ALL JOY AND NO FUN by Jennifer Senior


Vacation read #3 was All Joy And No Fun: The Paradox of Modern Parenthood, by Jennifer Senior. I rarely read non-fiction, but I saw this book at the library the day before we left on vacation and I grabbed it.

It is fitting that I am trying to write this blog post after a long day of being with the kids. It is now 12:07AM and our daughters are still awake (we’re on vacation). I feel physically and emotionally depleted, and if I weren’t getting in a car in the morning for 12 hours to head home and then dealing with re-entry and back-to-school prep on Sunday, I’d probably just wait to write this post. But I want to get it done before we get home, while the book is still fresh in my mind.

Basically, Senior has endeavored to explain why the hell we parents are so tired and stressed. There are good reasons for our anxiety, whether we have toddlers, elementary school kids, or teens. The challenges of raising each of these age groups are different, of course. For example, when our kids are little, we crave time when we are physically apart from them, and when they are older, we feel hurt when they reject us and don’t want to be with us. Younger kids are over-scheduled, while older kids constantly vacillate between wanting their independence and being totally helpless.

To research All Joy And No Fun, Senior interviewed couples, single moms, grandparents raising grandchildren, working moms, SAHMs, and SAHDs to get at the heart of why parenting can be both such a slog and the most rewarding thing we’ve ever done in our lives. She also explores the effect children have on marriage, on friendship, on work, and on self-esteem. I read this book with interest and felt reinforced by many of Senior’s conclusions. One of my friends on FB posted about this book a few months ago, calling it required reading for parents and suggesting that we have our parents read it too, so that they can understand why we’re all going crazy. I agree.

There’s also a lot in here about how “flexible” schedules and technology have made it hard to contain work to work hours and parenting to parenting hours.

Here are a few quotes that I thought were particularly insightful:

  • “The portability and accessibility of our work has created the impression that we should always be available.
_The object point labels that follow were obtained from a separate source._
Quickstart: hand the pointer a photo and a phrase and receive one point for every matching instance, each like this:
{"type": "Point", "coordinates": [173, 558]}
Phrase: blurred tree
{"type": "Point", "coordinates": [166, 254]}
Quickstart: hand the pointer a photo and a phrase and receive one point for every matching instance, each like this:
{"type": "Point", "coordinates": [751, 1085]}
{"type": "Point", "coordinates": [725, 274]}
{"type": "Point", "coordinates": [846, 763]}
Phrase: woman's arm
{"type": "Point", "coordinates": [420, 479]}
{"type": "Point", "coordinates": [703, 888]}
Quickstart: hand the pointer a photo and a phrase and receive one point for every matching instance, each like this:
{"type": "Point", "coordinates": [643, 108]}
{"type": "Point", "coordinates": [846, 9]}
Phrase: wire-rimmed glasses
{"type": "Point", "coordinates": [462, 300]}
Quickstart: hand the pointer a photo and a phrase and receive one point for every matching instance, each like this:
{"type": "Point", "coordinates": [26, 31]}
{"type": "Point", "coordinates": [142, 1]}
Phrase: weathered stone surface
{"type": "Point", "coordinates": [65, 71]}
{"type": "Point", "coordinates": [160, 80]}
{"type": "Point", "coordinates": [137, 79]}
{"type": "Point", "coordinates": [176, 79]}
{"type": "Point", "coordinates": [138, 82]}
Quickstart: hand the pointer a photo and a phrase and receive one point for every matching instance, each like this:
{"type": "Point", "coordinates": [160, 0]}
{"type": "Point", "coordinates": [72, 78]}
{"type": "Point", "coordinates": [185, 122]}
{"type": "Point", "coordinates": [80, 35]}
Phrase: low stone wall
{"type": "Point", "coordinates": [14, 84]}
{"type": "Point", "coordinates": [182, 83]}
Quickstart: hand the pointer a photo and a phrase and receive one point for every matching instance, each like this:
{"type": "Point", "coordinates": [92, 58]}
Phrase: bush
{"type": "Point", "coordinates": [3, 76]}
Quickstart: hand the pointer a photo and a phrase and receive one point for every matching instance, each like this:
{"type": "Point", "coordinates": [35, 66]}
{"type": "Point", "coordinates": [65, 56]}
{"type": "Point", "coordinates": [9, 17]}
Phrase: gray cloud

It’s as if we’re all leading lives of anti-flow, of chronic interruptions and ceaseless multitasking.” (YES!)
  • “A wired home lulls us into the belief that maintaining our old work habits while caring for our children is still possible.” (True!)
  • “The result, almost no matter where you cut this deck, is guilt. Guilt over neglecting the children. Guilt over neglecting work. Working parents feel plenty of guilt as it is. But in the wired age, parents are able to feel that guilt all the time. There’s always something they are neglecting.” (Amen!)
  • “Today’s parents are starting families at a time when their social networks in the real world appear to be shrinking and their communities ties, stretching thin.” (Yep!)
  • “All it takes for a couple to start fighting, really, is for them to go out to dinner with another couple whose domestic division of labor is slightly different from their own.” (Eek!)
  • “Our expectations of parents seem to have increased as our attitudes toward women in the workplace have liberalized.” (Makes sense!)
  • “Homework has replaced the family dinner.” (Oh my god, yes!)
  • “One wonders if actual family dinners might happen a bit more frequently if they hadn’t been supplanted by study halls at the dining room table, and if that time wouldn’t be more restorative and better spent – the stuff of customs and stories and affectionate memories, the stuff that binds.” (Um, what’s that?)
  • “Parents of adolescents have to learn, by stages, to give up the physical control and comfort that was once theirs. In the end, they are left only with words.” (UGH!)
  • “When parents spend forever trying to get their kids to stop playing video games and come down to dinner, they’re trying to impose artificial boundaries in time where no natural ones exist.” (Pretty much true!)

I can’t say that I walked away from All Joy And No Fun with The Answer to the challenge of how to parent successfully in this intense, connected, 24/7 world, but I did find it quite interesting and got a lot of perspective from it. If you liked the quotes I listed above, you’ll probably like this book too. If you can find the time to squeeze it in.